Quadratic effects in brms

Hi all,

I am a PhD student using brms to run mixed models to understand the effect of parental factors on the hatching success of eggs. On of my variables is age, which has been shown to have a non-linear relationship with hatchabiity in species other than the one I am studying. As a result, I want to include the age effects as quadratic effects in my model. My model currently looks like this:

model_hatch <- brm(Hatched ~ 
	#quadratic fixed effects
                     Sire.age.years + Dam.age.years + 
                     I(Dam.age.years^2) + I(Sire.age.years^2) +
	#linear fixed effects
                     Dam.Inbreeding + Sire.Inbreeding + Pair.Inbreeding + 
                     Sire.Inbreeding*Sire.age.years + Dam.Inbreeding*Dam.age.years +
	#random effects
                     (1| Sire.Studbook.ID) + (1| Dam.Studbook.ID)+
                     (1|Lay.Year) + (1| Location),
                           data = data_dev_hatch_sc,
                           family = "bernoulli",
                           prior = priors_hatch,
                           iter = 50000,
                           control=list(adapt_delta=0.99),
                           cores = 8,
                           sample_prior = TRUE)

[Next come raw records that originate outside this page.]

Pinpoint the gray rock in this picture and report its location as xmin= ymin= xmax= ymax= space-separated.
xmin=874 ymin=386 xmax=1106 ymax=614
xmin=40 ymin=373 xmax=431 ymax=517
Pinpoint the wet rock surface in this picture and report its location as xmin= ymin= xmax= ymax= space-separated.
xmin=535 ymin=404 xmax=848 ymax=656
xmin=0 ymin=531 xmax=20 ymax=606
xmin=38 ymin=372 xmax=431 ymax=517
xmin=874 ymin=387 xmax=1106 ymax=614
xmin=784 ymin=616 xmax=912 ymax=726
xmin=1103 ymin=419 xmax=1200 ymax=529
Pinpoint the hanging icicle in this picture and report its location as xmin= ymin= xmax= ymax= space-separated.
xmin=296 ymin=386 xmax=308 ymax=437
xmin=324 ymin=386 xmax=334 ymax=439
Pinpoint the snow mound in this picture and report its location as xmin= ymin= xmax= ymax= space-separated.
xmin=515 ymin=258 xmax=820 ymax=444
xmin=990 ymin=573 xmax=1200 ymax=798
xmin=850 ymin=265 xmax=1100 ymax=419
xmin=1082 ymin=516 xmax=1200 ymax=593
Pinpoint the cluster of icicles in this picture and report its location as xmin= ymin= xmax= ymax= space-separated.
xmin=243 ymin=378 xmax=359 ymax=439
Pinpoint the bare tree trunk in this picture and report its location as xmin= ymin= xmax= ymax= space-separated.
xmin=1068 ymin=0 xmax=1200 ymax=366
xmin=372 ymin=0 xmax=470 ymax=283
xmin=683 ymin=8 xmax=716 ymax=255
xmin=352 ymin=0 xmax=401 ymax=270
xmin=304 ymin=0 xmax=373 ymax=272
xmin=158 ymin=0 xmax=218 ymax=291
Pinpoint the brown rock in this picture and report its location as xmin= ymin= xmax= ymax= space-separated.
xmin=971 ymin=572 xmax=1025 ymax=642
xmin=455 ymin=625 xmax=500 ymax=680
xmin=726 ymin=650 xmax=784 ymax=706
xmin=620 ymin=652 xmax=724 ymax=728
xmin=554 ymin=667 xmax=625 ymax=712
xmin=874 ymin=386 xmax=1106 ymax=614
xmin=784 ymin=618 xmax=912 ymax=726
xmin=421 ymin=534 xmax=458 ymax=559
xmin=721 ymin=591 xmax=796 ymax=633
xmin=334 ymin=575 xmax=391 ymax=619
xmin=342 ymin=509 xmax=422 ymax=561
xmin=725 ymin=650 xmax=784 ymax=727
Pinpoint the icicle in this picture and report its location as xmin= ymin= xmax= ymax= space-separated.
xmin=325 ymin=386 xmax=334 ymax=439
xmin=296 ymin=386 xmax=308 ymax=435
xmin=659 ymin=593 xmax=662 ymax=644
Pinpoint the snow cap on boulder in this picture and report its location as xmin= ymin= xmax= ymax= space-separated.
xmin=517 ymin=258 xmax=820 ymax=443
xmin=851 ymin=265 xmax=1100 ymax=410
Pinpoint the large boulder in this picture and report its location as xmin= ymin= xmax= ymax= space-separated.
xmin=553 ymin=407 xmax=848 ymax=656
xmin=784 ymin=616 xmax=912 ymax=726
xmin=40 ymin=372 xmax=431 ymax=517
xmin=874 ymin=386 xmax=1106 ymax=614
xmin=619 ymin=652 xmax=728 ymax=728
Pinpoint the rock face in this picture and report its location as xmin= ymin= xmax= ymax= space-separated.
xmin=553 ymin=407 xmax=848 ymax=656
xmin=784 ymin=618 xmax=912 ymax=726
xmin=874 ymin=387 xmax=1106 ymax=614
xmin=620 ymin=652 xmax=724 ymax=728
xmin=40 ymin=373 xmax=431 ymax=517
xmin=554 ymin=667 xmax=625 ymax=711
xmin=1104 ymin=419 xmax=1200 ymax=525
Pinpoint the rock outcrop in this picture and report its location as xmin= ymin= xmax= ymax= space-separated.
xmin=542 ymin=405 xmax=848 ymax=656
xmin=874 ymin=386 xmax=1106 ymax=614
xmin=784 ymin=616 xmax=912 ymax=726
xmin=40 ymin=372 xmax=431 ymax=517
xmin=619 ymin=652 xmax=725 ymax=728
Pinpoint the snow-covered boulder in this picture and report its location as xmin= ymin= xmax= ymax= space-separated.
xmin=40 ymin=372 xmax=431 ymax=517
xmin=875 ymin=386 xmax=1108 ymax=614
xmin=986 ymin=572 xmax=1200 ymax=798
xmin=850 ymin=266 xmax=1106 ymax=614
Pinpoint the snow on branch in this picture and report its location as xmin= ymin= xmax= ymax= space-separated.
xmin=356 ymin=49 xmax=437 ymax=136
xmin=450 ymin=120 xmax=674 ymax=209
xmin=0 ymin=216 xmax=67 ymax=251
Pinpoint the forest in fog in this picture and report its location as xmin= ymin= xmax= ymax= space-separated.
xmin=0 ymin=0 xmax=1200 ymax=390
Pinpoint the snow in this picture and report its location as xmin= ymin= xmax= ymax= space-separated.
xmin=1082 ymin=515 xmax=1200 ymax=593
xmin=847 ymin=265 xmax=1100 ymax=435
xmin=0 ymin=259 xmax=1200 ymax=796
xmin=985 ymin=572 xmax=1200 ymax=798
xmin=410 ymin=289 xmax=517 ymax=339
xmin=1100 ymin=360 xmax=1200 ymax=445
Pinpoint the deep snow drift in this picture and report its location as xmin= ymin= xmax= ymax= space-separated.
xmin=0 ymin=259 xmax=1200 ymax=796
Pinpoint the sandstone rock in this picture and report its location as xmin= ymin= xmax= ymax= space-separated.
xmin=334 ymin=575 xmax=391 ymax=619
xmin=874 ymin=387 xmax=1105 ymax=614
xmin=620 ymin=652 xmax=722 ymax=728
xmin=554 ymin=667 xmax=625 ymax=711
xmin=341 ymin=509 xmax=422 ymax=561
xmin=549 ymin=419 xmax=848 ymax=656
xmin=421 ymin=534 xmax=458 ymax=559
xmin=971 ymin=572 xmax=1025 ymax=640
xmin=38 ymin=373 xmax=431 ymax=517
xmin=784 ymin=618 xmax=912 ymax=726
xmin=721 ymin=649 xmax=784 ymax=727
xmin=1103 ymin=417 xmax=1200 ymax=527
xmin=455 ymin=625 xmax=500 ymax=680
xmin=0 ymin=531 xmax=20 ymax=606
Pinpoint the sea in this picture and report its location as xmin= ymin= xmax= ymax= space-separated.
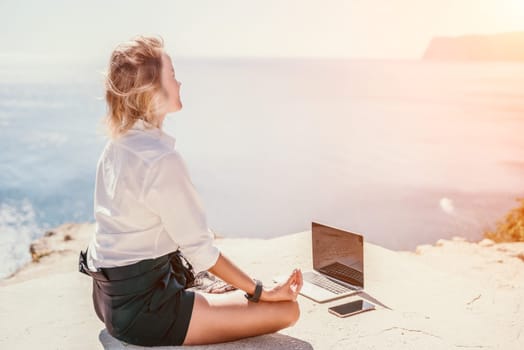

Based on other research my priors are as follows:

priors_hatch <- c(set_prior("normal(-5.8,5)", class = "b", coef = "Dam.age.years"),
                  set_prior("normal(-5.8,5)", class = "b", coef = "Dam.age.years"),
                  set_prior("normal(-5.8,5)", class = "b", coef = "Sire.age.years"),
                  set_prior("normal(0,5)", class = "b", coef = "Sire.Inbreeding"),
                  set_prior("normal(-5,5)", class = "b", coef = "Dam.Inbreeding"),
                  set_prior("normal(-0.5,5)", class = "b", coef = “Pair.Inbreeding"))

I would like to set priors for these quadratic effects that are different from their linear counterparts but so far am struggling to do so. Is it possible to do this within brms?

Thanks

  • Operating System: macOS Monterey
  • brms Version: 2.18.0

What exactly is the issue? - that you can’t work out how to refer to the name of the quadratic part in the priors? If that’s a case a quick fix might be to explicitly code a new variable in your dataframe that is the age squared and give it it’s own name. That was you can just explicitly refer to it in the refression formula and the priors

Say you’ve saved your model formula as my_formula. You can learn how brms refers to the various model coefficients for setting priors by executing this code:

get_prior(
  data = data_dev_hatch_sc,
  family = "bernoulli",
  formula = my_formula
)
1 Like

Thanks for this - I have tried using a column with squared values but I get very different results when using that new column to the original model (with same seed and no priors).

Cheers - when I run this on the original model, the coefficients listed for the quadratic effects are

IDam.age.yearsE2 
ISire.age.yearsE2

It’s when I try and put these into set_prior that I get the problem.

Do either of the following code/prior formats work for you? Both these models run for me with a specific prior on the polynomial, maybe you see if there are some differences with how you’ve done the code that might cause an issue:

test_tibble <- tibble(var_a = rnorm(100),
                      var_b = rnorm(100))


get_prior(var_a ~ var_b + I(var_b^2),
          test_tibble,
          gaussian())

priors <- 
  c(set_prior("normal(0 , 1)", class = "Intercept"),
    set_prior("normal(0 , 1)", class = "b", coef = "Ivar_bE2"),
    set_prior("normal(0 , 1)", class = "b", coef = "var_b"))

brm(formula = var_a ~ var_b + I(var_b^2),
     data = test_tibble,
     prior = priors,
     family = "gaussian")

get_prior(var_a ~ poly(var_b, 2),
          test_tibble,
          gaussian())

priors <- 
  c(set_prior("normal(0 , 1)", class = "Intercept"),
    set_prior("normal(0 , 1)", class = "b", coef = "polyvar_b21"),
    set_prior("normal(0 , 1)", class = "b", coef = "polyvar_b22"))

brm(formula = var_a ~ poly(var_b, 2),
    data = test_tibble,
    prior = priors,
    family = "gaussian")

2 Likes

Using this fixed it. Thanks for your help!